Spin freezing by Anderson localization in one-dimensional semiconductors

TL;DR

This paper investigates how strong disorder in one-dimensional semiconductor nanowires causes spin localization due to Anderson localization, enabling long-term spin polarization control via spin-orbit interaction.

Contribution

It demonstrates the universal effect of Anderson localization on spin dynamics in disordered nanowires and its impact on spin polarization stability.

Findings

Spin density reaches a plateau after short relaxation in strong disorder.

Long-term spin polarization can be tuned by spin-orbit interaction.
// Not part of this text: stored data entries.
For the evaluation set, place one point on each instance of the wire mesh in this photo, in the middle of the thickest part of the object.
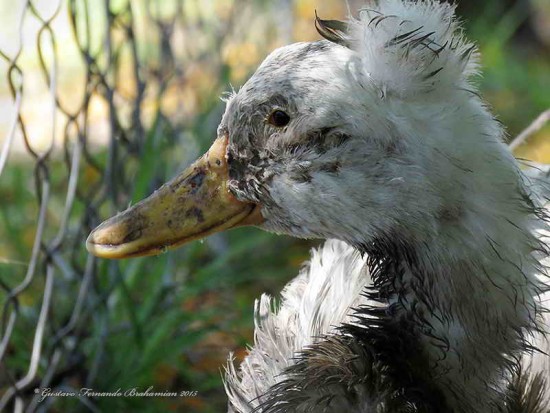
(133, 59)
(135, 62)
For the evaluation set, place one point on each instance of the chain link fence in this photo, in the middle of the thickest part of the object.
(122, 83)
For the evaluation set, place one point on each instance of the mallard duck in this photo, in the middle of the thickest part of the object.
(427, 296)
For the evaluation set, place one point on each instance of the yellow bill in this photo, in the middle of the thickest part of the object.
(193, 205)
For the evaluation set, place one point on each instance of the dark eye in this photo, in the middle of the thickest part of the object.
(279, 118)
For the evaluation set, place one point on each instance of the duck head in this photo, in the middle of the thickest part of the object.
(353, 138)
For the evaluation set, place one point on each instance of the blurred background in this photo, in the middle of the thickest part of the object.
(102, 101)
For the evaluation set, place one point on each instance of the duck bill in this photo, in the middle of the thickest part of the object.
(194, 204)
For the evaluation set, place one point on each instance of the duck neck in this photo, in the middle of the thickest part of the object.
(467, 302)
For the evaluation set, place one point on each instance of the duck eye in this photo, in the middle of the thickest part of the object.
(279, 118)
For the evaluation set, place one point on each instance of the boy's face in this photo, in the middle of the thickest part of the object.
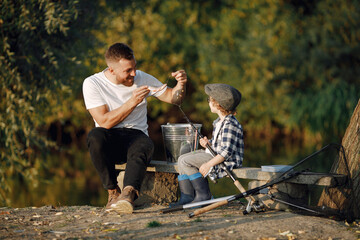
(213, 109)
(124, 71)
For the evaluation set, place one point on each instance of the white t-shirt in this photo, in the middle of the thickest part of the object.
(99, 91)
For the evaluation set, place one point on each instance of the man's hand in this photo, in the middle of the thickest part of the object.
(205, 168)
(204, 141)
(180, 76)
(139, 94)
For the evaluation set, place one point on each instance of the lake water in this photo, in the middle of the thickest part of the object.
(72, 180)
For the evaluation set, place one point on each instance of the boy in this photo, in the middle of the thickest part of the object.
(227, 141)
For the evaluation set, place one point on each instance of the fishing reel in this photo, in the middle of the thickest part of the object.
(256, 206)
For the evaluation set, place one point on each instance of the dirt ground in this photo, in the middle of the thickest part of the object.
(86, 222)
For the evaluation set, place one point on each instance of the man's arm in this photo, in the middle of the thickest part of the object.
(108, 119)
(175, 95)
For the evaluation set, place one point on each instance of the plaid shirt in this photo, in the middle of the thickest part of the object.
(229, 143)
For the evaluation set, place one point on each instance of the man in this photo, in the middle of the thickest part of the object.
(116, 99)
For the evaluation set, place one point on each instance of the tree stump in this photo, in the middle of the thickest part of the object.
(347, 198)
(157, 187)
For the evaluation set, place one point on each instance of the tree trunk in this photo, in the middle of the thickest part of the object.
(347, 198)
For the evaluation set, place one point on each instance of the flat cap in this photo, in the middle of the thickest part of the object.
(227, 96)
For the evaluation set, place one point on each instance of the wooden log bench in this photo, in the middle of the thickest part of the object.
(160, 183)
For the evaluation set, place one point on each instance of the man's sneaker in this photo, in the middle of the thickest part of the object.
(113, 197)
(125, 202)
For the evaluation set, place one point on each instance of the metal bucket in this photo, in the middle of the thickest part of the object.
(179, 138)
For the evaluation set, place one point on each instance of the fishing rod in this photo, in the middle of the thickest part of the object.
(196, 204)
(283, 177)
(213, 153)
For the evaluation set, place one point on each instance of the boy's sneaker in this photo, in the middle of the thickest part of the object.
(113, 195)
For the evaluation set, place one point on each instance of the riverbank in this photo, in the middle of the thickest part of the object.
(86, 222)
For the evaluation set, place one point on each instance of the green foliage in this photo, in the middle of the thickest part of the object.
(296, 64)
(38, 54)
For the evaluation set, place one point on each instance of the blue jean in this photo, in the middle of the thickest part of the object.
(120, 145)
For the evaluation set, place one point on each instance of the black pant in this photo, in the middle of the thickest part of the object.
(120, 145)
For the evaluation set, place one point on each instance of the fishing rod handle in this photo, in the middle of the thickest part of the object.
(242, 190)
(208, 208)
(173, 209)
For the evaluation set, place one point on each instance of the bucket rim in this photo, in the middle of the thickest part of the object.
(172, 125)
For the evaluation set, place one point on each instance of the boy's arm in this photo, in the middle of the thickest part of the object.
(205, 168)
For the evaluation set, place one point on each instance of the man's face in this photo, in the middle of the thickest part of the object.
(124, 71)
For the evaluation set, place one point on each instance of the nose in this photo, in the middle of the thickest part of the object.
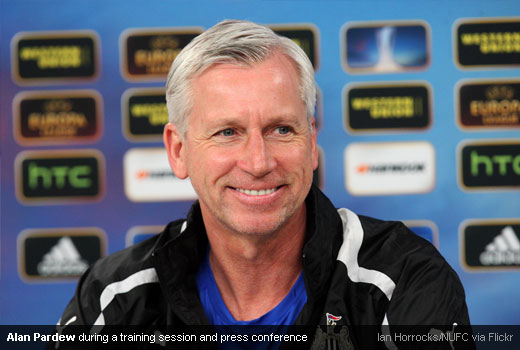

Localization effect depends universally on disorder and spin-orbit strength.

Abstract

One-dimensional quantum wires are considered as prospective elements for spin transport and manipulation in spintronics. We study spin dynamics in semiconductor GaAs-like nanowires with disorder and spin-orbit interaction by using a rotation in the spin subspace gauging away the spin-orbit field. If the disorder is sufficiently strong, the spin density after a relatively short relaxation time reaches a plateau. This effect is a manifestation of the Anderson localization and depends in a universal way on the disorder and the spin-orbit coupling strength. As a result, at a given disorder, semiconductor nanowires can permit a long-term spin polarization tunable with the spin-orbit interactions.